The shares of Phoenix Mills surged nearly 6 percent on July 25, a day after the company announced the plan to acquire remaining 49 percent stake in subsidiary Island Star Mall Developers (ISMDPL) from CPP Investments. Brokerages noted that the deal may unlock long term value for the stock.
Phoenix Mills released its results in the post market hours of July 24. The firm's net profit rose 3.5 percent on-year to Rs 241 crore in Q1 FY26 from Rs 232.5 crore in Q1 FY25. Its revenue from operations meanwhile rose 5 percent year-on-year to Rs 953 crore during the quarter under review. Operating EBITDA grew 6 percent on-year to Rs 564 crore, while EBITDA margin remained flat at 59 percent.
The company announced that its board also approved the proposed transaction for the buy-out of the 49 percent shareholding of Canada Pension Plan Investment Board (CPP Investments) in Island Star Mall Developers Private Limited (ISMDPL). Once completed, the stake buyout will take Phoenix's shareholding in the subsidiary from the existing 51 percent to 100 percent.
CPP Investments will exit ISMDPL, a mall and offices development platform that had formed with Phoenix in 2017, with CPP Investments receiving around Rs 5,449 crore as part of the stake buyout. The platform includes a shopping mall in Indore, and two retail-led mixed-use mall-and-office developments in Bengaluru and Pune.
In an exchange filing, PML announced that the company will pay the consideration to CPP Investments over four tranches in a three-year period. For FY25, the three projects that are part of the ISMDPL platform, had a consolidated turnover of nearly Rs 920 crore, compared to Rs 612 crore the year prior.
"ISMDPL marked the beginning of our long-standing partnership with CPP Investments. What started with a single asset has grown into a portfolio of premium, retail-led mixed-use developments across key urban centres. As we consolidate our stake in the JV, we remain focused on building on this strong foundation and creating some of the most vibrant and high-performing mixed-use destinations in the country," said Atul Ruia, Chairman at Phoenix Mills. He added that the firm’s other collaborations with CPP Investments will continue as planned.
The firm's MD Shishir Shrivastava meanwhile said that this transaction will allow the firm to "consolidate full ownership of a portfolio of high-quality, retail-led mixed-use assets across key Indian cities".

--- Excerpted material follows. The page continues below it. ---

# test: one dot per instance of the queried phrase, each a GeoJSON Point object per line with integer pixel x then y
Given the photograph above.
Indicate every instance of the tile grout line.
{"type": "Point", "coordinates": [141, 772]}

Motilal Oswal Financial Services kept a 'Neutral' rating on the stock, but cut its target price to Rs 1,646 apiece. This implies an upside potential of nearly 14 percent from the stock’s previous closing price of Rs 1,448 apiece.
The domestic brokerage noted that the firm's earnings missed its estimates significantly. However, the acquisition may unlock long term value as it strengthens its high quality retail asset portfolio. "The transaction is expected to be earnings-accretive from year one, with a significant upside when rental income stabilizes and the 2.71msf incremental FSI potential is developed over the medium-term post FY27. Staggered payments over three years takes net debt-to-equity to 0.2x for the FY27 which was expected to net cash earlier," it said.
HDFC Securities also noted that Phoenix Mills reported a muted quarter, with its earnings missing out on estimates on several fronts. The brokerage however remained positive about the firm's proposed acquisition. "The transaction implies an EV of Rs 117 bn (5.3% cap rate on FY25 EBITDA, can add INR 65/share to SOTP) for the platform. The deal strengthens Phoenix’s portfolio and offers strategic flexibility for long-term expansion," the firm said.
Phoenix Mills shares were trading at Rs 1,538 apiece. The stock has gained nearly 3 percent in the past five days, but dropped over 5 percent in the past one month.